Levelling Up Productivity Gaps in the UK

Question 2: Which policies could best help reduce regional productivity disparities?

Answer:
Investment in skill development and education
Confidence level:
Confident
Comment:
See answers to previous question. It is a mix of factors but I believe education is a key factor.

Question 1: What is the primary factor driving regional productivity disparities in the UK?

Answer:
Other or no opinion
Confidence level:
Confident
Comment:
I believe it is a mix of factors rather than a single one. Education and infrastructure differences are important elements and these interact with agglomeration effects (sorting). It takes a well educated workforce for companies to invest in high productivity activities, a well educated workforce is the outcome of education, employment opprtunities, and agglomeration, and without the right infrastructure, the returns on such investments may not be high. But, at the end of the day, without investing in education, I think that addressing other margins will have little effectiveness in addressing the disparity of productivity and living standards.

Prospects for UK Economic Growth

Question 2: What is the most important contribution economic policymakers can make growth in the UK over the next decade? 

Answer:
Other or don't know
Confidence level:
Confident
Comment:
I think a broad suite of policies are needed included some of those mentioned such as investment in human capital, foreign trade, and reforms to welfare systems providing both better social insurance and improved access and incentives to a good life for those coming from more challenging socio-economic backgrounds.
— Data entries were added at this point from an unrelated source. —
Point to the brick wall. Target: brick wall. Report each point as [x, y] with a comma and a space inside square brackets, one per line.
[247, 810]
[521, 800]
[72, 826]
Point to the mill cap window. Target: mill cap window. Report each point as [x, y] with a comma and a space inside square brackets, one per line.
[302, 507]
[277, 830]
There may also be a need for considering regulatory frameworks ensuring a better functioning market economy. On the positive side, the UK economy has some fundamental strengths which it can build upon and which possibly would increase the payoffs of undertaking these policies.

Towards a High-Wage, High-Productivity Economy

Question 2: What is your evaluation of the following statement: “A well-designed government-stipulated wage increase can lead to higher productivity”?

Answer:
Disagree
Confidence level:
Very confident
Comment:
I answered this in the previous question. Such policies need to be accompanied by other policies and this will take time.
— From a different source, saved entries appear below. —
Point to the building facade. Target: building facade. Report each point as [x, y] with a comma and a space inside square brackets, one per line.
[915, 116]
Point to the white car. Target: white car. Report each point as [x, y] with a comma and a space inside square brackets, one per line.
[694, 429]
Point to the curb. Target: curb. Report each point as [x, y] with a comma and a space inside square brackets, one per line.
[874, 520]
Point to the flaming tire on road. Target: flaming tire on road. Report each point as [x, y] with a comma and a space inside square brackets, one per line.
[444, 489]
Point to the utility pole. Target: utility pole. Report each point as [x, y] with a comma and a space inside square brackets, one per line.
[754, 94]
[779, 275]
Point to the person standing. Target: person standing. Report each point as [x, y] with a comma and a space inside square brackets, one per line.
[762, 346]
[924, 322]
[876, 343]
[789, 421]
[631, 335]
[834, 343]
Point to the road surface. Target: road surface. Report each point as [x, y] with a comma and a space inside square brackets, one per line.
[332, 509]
Question 1: Which of the following statements most closely reflects your understanding of the relationship between productivity and wages.

Answer:
Wage increases can in some cases increase long-run productivity
Confidence level:
Very confident
Comment:
Wage increases - for example through high(er) minimum wages - may spur sustained productivitiy growth but only to the extent that they spur investment in skills and in technology which, in most cases, go hand in hand. Investment in skills requires government investment in education of the population from an early age throughout to apprentices, university graduates, and further adult education. This requires aboloshing the UKs dual education market which caters for those who can invest in private education mainly. It requires providing families with child care to prevent skill loss during times out of the labor market and social safety nets for those whose investments do not pay off. It requires a flexible labor market. These are all policies seen in Scandinavia which also rely on low levels of government debt, efficient pension systems, and this takes time. Just increasing real wages by themselves may not do much apart from exporting jobs and motivating firms to invest in labor saving technologies. A high wage economy without investment in skills will force individuals with lower skills out of the workforce. There might be shorter run motivating factors of higher wages but they cannot sustain longer run productivity enhancements, Britain's main problem.